This seems like a pretty good model, let's save it for further reference and usage.

In [30]:
!mkdir models

In [31]:
from pickle import dump, load

# This will save the weights of the network only
model.save("models/text-generation.h5")
# This will save the architecture definition as a yaml file
with open("models/text-generation-def.yaml", "w") as file:
    yaml = model.to_yaml()
    file.write(yaml)

# Finally let's save the tokenizer
with open("models/text-generation-tokenizer.pkl", "wb") as file:
    dump(tokenizer, file)

### Model usage
Let's use the model to generate some text. The idea is to pass a sentence along with the model and tokenizer to predict the next word in the provided sentence.

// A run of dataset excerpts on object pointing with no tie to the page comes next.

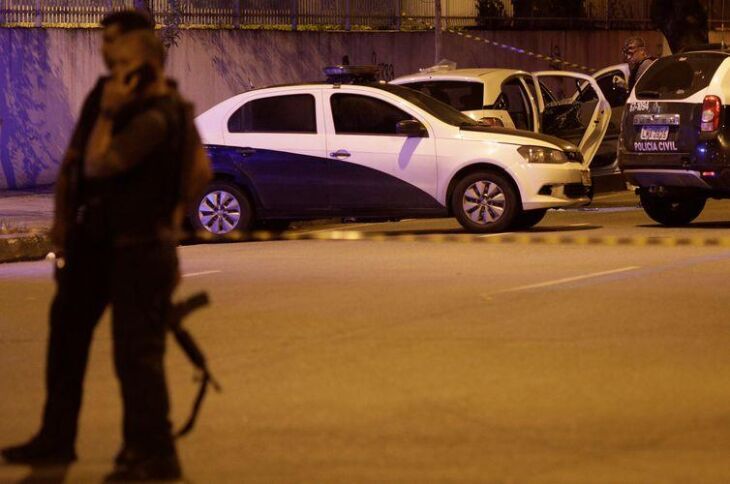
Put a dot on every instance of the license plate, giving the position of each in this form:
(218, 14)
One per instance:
(654, 133)
(586, 175)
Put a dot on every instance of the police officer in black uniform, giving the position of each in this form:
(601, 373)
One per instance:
(140, 168)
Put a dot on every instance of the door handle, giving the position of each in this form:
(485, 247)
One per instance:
(340, 154)
(245, 151)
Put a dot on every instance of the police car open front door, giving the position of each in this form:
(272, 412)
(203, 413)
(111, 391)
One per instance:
(578, 112)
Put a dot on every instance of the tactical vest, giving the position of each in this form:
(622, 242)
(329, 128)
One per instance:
(137, 206)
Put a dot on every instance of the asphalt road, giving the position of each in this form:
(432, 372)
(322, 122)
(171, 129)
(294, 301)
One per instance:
(426, 362)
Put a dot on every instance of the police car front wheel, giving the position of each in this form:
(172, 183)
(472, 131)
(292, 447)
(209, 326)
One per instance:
(223, 208)
(485, 202)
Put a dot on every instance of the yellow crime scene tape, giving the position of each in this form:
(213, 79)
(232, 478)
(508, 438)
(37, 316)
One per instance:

We can use this many times to complete text, as shown in the code below.

In [32]:
from keras.preprocessing.sequence import pad_sequences

def generate_text(model, tokenizer, seq_len, seed_text, num_gen_words):
    output_text = []
    input_text = seed_text
    
    for i in range(num_gen_words):
        encoded_text = tokenizer.texts_to_sequences([input_text])[0]
        
        # This will chop off the first word in case the sequence is longer than 
        # the seq_len
        pad_encoded = pad_sequences([encoded_text], maxlen=seq_len, truncating='pre')
        
        pred_word_index = model.predict_classes(pad_encoded, verbose=0)[0]
        pred_word = tokenizer.index_word[pred_word_index]
        
        input_text += ' ' + pred_word
        output_text.append(pred_word)
        
    return ' '.join(output_text)

In [33]:
generate_text(model, tokenizer, seq_len, "nothing particular to interest me on", 25)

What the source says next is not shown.